Un’opportunità andata perduta
Inserire l’accostamento con Quasi amici nel trailer di Non sposate le mie figlie non è stata certo una scelta felice. Non lo è stata, perché l’asticella dell’aspettativa si alza a livelli cui poi bisogna essere in grado di rispondere con una pellicola altrettanto brillante. Ciò che invece accomuna le due commedie, è semplicemente il paese di origine: humor, gag, battute e modo in cui si vuole veicolare il messaggio finale sono semplicemente agli antipodi, e bisogna stare attenti nel dar troppo retta ai trailer, perché la delusione si cela sempre dietro l’angolo. Chiunque, quindi, stia aspettando con ansia l’uscita del film prevista per il 5 Febbraio, può dormire sonni tranquilli, poiché, se per qualsiasi motivo dovesse mancarla, non si perderà nessun capolavoro.
La tematica è piuttosto attuale: Claude e Marie Verneuil sono una tranquilla coppia borghese cattolica e conservatrice che ha cercato in tutti i modi di trasmettere i propri valori alle quattro figlie, nella speranza di ritrovarsi, un giorno, come generi, uomini in grado di incarnare perfettamente quegli ideali. L’intento non sembra venir colto pienamente dalle figlie, le quali scelgono, come compagni di vita, un ebreo, un arabo e un cinese. Traumatizzati da una sorte avversa quanto beffarda, i coniugi ripongono le loro speranze di riscatto nell’ultima figlia, la bella Laure, che, in tutta risposta, gli presenterà Charles, un ragazzo di colore di origini africane…

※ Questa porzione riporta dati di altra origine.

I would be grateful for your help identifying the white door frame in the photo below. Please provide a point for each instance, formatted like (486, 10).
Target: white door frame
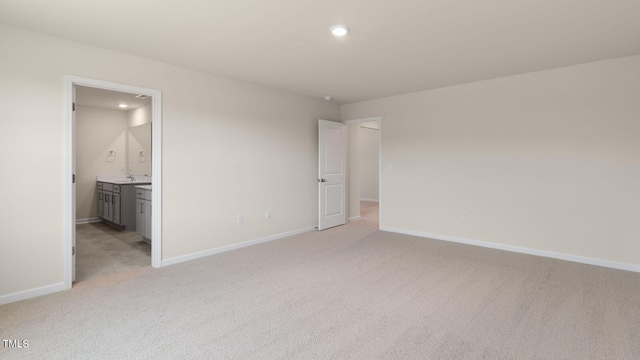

Il razzismo è il motivo centrale di questa commedia, che, tra uno scambio di battute piuttosto banale intorno a una tavolata e qualche stereotipata caricatura di ciò che è culturalmente lontano da noi, ma anche di ciò che è vicino, qualche risata la strappa. Ma la totale frammentarietà della prima parte fa pagare salato il prezzo all’intera pellicola, che, tuttavia, recupera punti nella seconda parte, mostrando una maggiore fluidità e una volontà di penetrare i personaggi nel loro intimo, umanizzando, nel complesso, la rappresentazione. La volontà di contrapporre l’immobilismo borghese dei coniugi Verneuil al progressismo delle figlie, e, in generale, del contesto che li circonda, facendone delle macchiette tutto sommato buffe nel loro essere completamente fuori dalla realtà, porta gli autori a calcare un po’ troppo la mano su questi aspetti, creando delle inutili forzature che rendono la parte iniziale spezzettata, faticosa da seguire. Una discontinuità che andrà perdendosi man mano che la trama si snoda, poiché, una volta collocato lo spettatore all’interno del contesto, si entrerà nel vivo della storia.
Nel complesso, con un argomento così caldo, soprattutto in questo periodo, si sarebbe potuto far di meglio: i messaggi contro la xenofobia e l’ottusità di certi valori borghesi vengono pronunciati anziché esser rappresentati. Le opportunità che il cinema offre di fare immagini vengono messe da parte, lasciando spazio a didascalici discorsi pronunciati, ora all’interno di una conversazione, ora sotto forma di monologo.
Lo spettatore viene completamente privato della propria facoltà di trarre da sé le sue conclusioni, forse per la paura che non ci riesca. E quando si alzerà dalla poltrona, nei propri pensieri non ci sarà nulla né di più, né di meno rispetto a quando ci si era seduto.